Søren Elverlin 25 May 2023 10:27 UTC
1 point
0
Back 18 months ago, my (now falsified) theory was that some of the limitations we were seeing in GPT-3 were symptoms of a general inability of LLMs to reason strategically. This would have significant implications for alignment, in particular for our estimates of when they would become dangerous.

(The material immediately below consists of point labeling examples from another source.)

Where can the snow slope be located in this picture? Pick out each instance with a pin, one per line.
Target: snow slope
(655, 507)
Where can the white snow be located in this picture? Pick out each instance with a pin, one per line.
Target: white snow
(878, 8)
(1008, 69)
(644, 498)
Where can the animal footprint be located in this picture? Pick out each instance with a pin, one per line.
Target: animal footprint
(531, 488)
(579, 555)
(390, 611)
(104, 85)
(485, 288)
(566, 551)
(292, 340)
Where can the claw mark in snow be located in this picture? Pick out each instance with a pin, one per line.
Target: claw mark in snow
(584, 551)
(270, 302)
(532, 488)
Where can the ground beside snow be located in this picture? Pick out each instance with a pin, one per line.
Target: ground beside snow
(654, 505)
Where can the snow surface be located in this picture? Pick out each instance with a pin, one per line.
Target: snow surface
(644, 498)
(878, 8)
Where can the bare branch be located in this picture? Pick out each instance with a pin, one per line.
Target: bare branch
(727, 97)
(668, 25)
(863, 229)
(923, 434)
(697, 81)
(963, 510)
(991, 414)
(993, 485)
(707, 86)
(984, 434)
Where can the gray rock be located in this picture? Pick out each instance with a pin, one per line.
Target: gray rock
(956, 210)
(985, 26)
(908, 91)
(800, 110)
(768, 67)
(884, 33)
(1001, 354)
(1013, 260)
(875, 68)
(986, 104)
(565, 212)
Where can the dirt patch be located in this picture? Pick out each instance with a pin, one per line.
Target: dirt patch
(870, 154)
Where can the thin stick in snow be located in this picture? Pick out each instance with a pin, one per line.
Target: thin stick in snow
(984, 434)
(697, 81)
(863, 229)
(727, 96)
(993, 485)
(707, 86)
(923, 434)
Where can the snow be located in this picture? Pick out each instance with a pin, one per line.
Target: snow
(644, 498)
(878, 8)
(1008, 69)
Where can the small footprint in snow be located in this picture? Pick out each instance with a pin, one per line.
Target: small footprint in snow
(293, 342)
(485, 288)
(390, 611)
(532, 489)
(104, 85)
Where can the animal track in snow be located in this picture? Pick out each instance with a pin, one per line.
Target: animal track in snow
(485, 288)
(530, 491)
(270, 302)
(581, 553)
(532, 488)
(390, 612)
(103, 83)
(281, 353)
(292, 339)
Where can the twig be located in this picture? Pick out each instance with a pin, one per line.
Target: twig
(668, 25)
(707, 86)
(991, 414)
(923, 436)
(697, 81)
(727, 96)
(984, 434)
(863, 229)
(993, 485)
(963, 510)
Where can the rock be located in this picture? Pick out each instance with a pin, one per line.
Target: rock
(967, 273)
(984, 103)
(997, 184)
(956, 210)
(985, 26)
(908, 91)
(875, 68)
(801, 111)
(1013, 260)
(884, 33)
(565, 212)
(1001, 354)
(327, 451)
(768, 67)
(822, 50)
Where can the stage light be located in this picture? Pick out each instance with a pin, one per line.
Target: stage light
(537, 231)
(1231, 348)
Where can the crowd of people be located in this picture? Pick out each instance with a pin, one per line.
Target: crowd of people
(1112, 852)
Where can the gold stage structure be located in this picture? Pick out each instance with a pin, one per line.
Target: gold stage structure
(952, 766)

We noticed some business processes required a big-picture out-of-the-box kind of thinking that was kinda strategic if you squint, and observed that GPT-3 seemed to consistently fail to perform them in the same way as humans. Our hope was that by implementing these processes (as well as simpler and adjacent processes) we would be able to more precisely delineate what the strategic limitations of GPT-3 were.
- Chris_Leong 25 May 2023 16:44 UTC
  3 points
  0
  Parent
  So this project was something along the line of ARC Evals?
  - Søren Elverlin 26 May 2023 7:02 UTC
    3 points
    0
    Parent
    Yes, we were excited when we learned about ARC Evals. Some kind of evaluation was one of our possible paths to impact, though real-world data is much more messy than the carefully constructed evaluations I’ve seen ARC use. This has both advantages and disadvantages.